Kanga, Protestan oluyormuş!

TAM Eşit Haklar Komitesi (EHK), hayvanlara ayrılan Cumartesi yazılarının bu haftaki konusunu tespit etmek için toplanıyordu, odaya yalaka kedi Beyaz tıknefes girdi. Kaynanama doğru eğildi, kulağına:

- Duydunuz mu, EHK üyesi kangal köpek Kanga, Protestan oluyormuş, dedi.

Kaynanam çok şaşırdı:

- Olamaz, o çok sadık bir köpektir!

Lafa gezgin kedi Kara bodoslama giriverdi:

- İyi de hanımefendi, siz bizi doğru dürüst doyurmayınca, zavallı Kanga da komşu eve yerleşen Protestan misyonerlerin her gün muntazaman verdikleri haşlanmış dana etli kemiğe itibar etmek zorunda kalıyor. Ehh, o sırada misyonerler de propaganda yapıyorlar.

* * *

Kaynanam
içerledi:

- Nereden çıktı Kanga'nın doğru dürüst beslenmediği. Her gün koca tencere yal yiyor. Üstelik, inancın zoru görünce değişmesi mi lazım? Bu mantığa göre peygamber efendimiz ve yanındakiler yaşadıkları zorluklar karşısında Müslüman olamazlardı, deyiverdi.

Ben de dayanamadım:

- Zaten, zırt pırt din değiştiren adam Müslüman olmasa ne yazar, dedim.
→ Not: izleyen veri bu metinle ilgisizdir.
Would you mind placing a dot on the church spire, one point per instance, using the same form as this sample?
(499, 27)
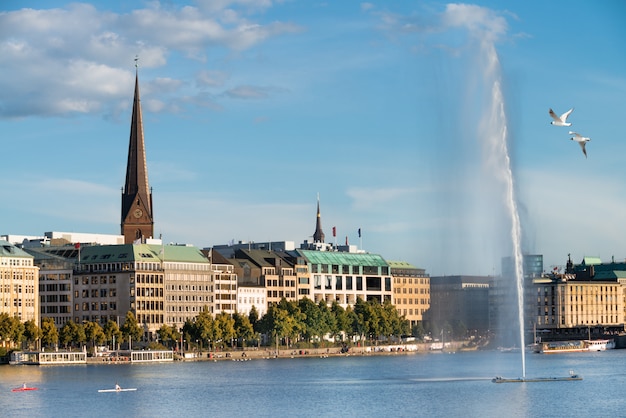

Kaynanam izin almadan lafa ğirdiğim için bana sert bir bakış attı.

* * *

Beyaz:
İslam'a karşı hassasiyeti yüksek bir TV kanalında izledim. Adamlar resmen gecekondulara yerleşip, mağdur insanlara yardım ediyorlar. Kamera bir tanesinin evini gösterdi, adam evin bir odasını resmen kilise yapmış.

Kara: Ne var bunda, adam Protestan.

Beyaz:
İyi de muhabir adamı sıkıştırdı, ‘‘Fransa'da herkes evini kilise yapıyor mu, hesap ver’’ dedi.

Dobi: Bu aptal soruyu adam anlamadı bile. Üstelik, ben hatırlıyorum, aynı kanal 28 Şubat döneminde Müslümanlara zulüm yapılıyor, demokrasilerde bu olmaz, diye üzülüyordu. Bu sırada, ABD'de sürü başı Clinton, Müslümanların bastırmasıyla, devlet dairelerinde dini propaganda yapmayı serbest bırakmıştı da, bu kanal günlerce ‘‘Bakın, demokrasi nasıl olur’’ diye yayın yapmıştı.

Kara: Bu insanları, hele Türkleri hiç anlamıyorum.

Dobi: Sen insanların her şeyi nasıl kendilerine yonttuklarını hálá çözememişsin. Onlar demokrasi derlerken bunu sadece kendilerine yontarlar.

Kara: Resmen çifte standart!

Dobi:
Ha şöyle, kavrayın artık şu insanların ne mal olduğunu!

* * *

O sırada yalana yalana Kanga geldi. Onun gıyabında, hakkında dedikodu yapmak zevkli oluyordu ama şimdi hepimiz biraz tırsmıştık.

Ben durumu kurtarmak için saldırıya geçtim:

- Ne o bakıyorum, komşuların kemiğini yiyorsun, dedim.

Kanga umursamaz:

- Evet, dedi. O misyonerlerin verdikleri kemikler çok nefis.

Kaynanam dayanamadı, yüzleşmeyi tercih etti:

- Duyduk ki Protestan olmuşsun!

Kanga gevrek bir kahkaha attı:

- Yok yahu! Ben köpeğim, akıl yürütemem. Akıl yürütemediğim için de benim dinim yoktur. Zaten Müslüman değildim ki Protestan olayım. Adamlar güzel kemikler veriyorlar, ben de onlarla iyi geçiniyorum, deyiverdi.